Götzl: „Jetzt hat Rechtsanwalt Kaiser gestern noch einen Vorbericht angesprochen bezüglich des anderen Artikels, OTZ.“ Langer: „Ich habe die Frage so verstanden, dass er gesagt hat, da ist ja auf einen Vorbericht verwiesen. Das ist mir auch aufgefallen und ich habe seit dem 13. alle bis zum 29. zweimal noch komplett durchgeblättert. Aber wie gesagt, ich habe dort nichts gefunden.

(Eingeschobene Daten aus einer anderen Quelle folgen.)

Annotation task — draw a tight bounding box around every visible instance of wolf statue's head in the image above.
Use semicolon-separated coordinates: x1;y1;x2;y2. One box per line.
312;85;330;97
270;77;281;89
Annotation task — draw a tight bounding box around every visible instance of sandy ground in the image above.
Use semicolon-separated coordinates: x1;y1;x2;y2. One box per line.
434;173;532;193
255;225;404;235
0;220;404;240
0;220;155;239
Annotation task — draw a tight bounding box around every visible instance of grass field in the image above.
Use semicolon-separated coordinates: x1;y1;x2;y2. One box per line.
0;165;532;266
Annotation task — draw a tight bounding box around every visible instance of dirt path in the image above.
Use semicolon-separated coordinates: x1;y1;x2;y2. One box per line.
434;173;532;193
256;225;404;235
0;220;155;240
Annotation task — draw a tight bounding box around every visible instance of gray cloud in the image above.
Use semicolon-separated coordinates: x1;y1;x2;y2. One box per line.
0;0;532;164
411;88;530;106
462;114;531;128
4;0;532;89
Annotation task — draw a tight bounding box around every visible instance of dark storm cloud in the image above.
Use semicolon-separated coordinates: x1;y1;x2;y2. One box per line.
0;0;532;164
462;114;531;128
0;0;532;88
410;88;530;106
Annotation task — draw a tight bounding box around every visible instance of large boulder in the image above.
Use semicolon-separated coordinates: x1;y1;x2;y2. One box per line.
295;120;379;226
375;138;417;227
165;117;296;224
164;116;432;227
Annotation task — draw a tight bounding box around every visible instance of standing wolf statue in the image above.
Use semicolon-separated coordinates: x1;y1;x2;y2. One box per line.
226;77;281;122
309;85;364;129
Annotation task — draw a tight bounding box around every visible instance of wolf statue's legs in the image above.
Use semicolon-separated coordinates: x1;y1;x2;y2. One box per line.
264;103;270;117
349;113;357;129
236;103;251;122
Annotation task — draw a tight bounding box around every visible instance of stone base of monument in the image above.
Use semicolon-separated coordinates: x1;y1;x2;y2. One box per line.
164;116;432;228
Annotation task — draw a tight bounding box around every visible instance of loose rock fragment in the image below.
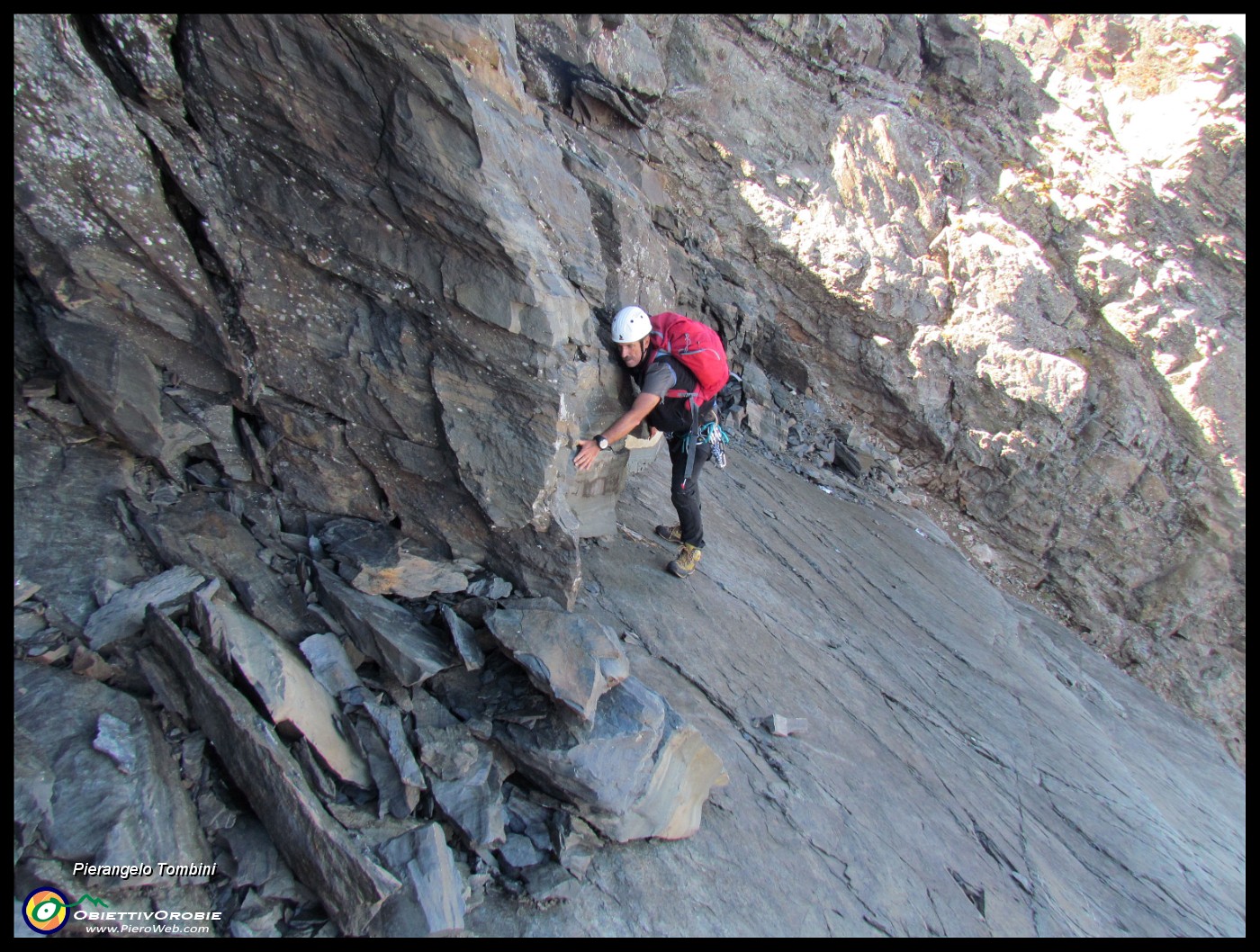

Ich habe dann die Damen dort in der Bibliothek gebeten, was ein großes Privileg war, ob sie mir auch die TLZ [phon.] und die Thüringer Allgemeine holen, 11. bis 20. Juli, und habe auch dort nachgeguckt. Es gibt manchmal Verzögerungen. Wenn etwas am Sonntag geschehen ist, ist es nicht zwingend am Montag drin, es kann auch sein, dass es vielleicht erst am Donnerstag drin ist. Aber auch dort habe ich nichts gefunden.“ Eine Mitarbeiterin der Bibliothek, die sehr kompetent gewesen sei, habe ihm sehr geholfen, ohne sie hätte er nichts gefunden, so Langer. Er habe ja bei der OTZ angerufen und sei erstaunt gewesen, dass die ihre eigenen Zeitungen nicht archivieren.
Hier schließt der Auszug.